LegalCrystal Citation
SubjectCivil
CourtKolkata
Decided On
Judge
Reported in(1909)ILR36Cal1016
AppellantAshruf Ali
RespondentEmperor
Cases ReferredKashi Nath Bania v. Emperor
Excerpt:
opium, illegal possession of - opium act (i of 1878) section 9(c)--possession of railway receipt for an undelivered parcel of contraband opium. - .....with the learned magistrate, for we hold with him that the accused was in possession of the railway receipt. the question then arises whether that constitutes possession of the opium to which the railway receipt relates, so as to be an offence within section 9 of the opium act '(i of 1878). if unfettered by authority, i should have been disposed to hold that there was no such possession, for, as i read the act, it relates to possession of opium, and not of a receipt for the opium. however, there is a decision of this court by which we are bound, kashi nath bania v. emperor (1905) i.l.r. 32 calc. 557, in which, on facts not fairly distinguishable from the present, it was held that possession of the railway receipt was possession of opium within the meaning of the section. it.....
Judgment:

Lawrence H. Jenkins, C.J. and Caspersz, J.

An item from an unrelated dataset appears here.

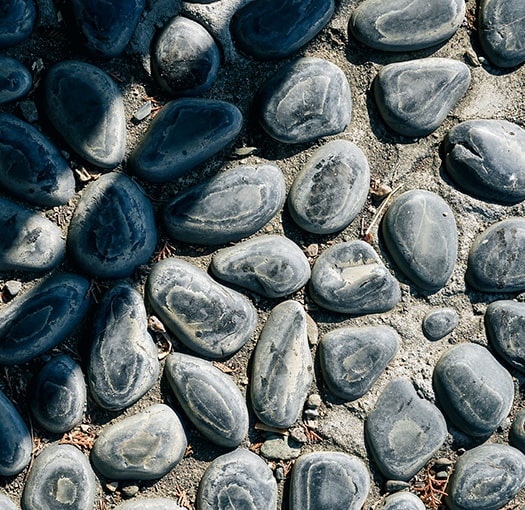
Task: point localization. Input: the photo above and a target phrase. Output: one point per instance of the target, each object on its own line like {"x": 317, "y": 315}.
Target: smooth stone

1. On the facts we are in agreement with the learned Magistrate, for we hold with him that the accused was in possession of the railway receipt. The question then arises whether that constitutes possession of the opium to which the railway receipt relates, so as to be an offence within Section 9 of the Opium Act '(I of 1878). If unfettered by authority, I should have been disposed to hold that there was no such possession, for, as I read the Act, it relates to possession of opium, and not of a receipt for the opium. However, there is a decision of this Court by which we are bound, Kashi Nath Bania v. Emperor (1905) I.L.R. 32 Calc. 557, in which, on facts not fairly distinguishable from the present, it was held that possession of the railway receipt was possession of opium within the meaning of the section. It appears to me that this decision overlooks the distinction between 'possession' and the 'right to possession.' But there the decision stands, and we are bound by it. We, therefore, dismiss this appeal.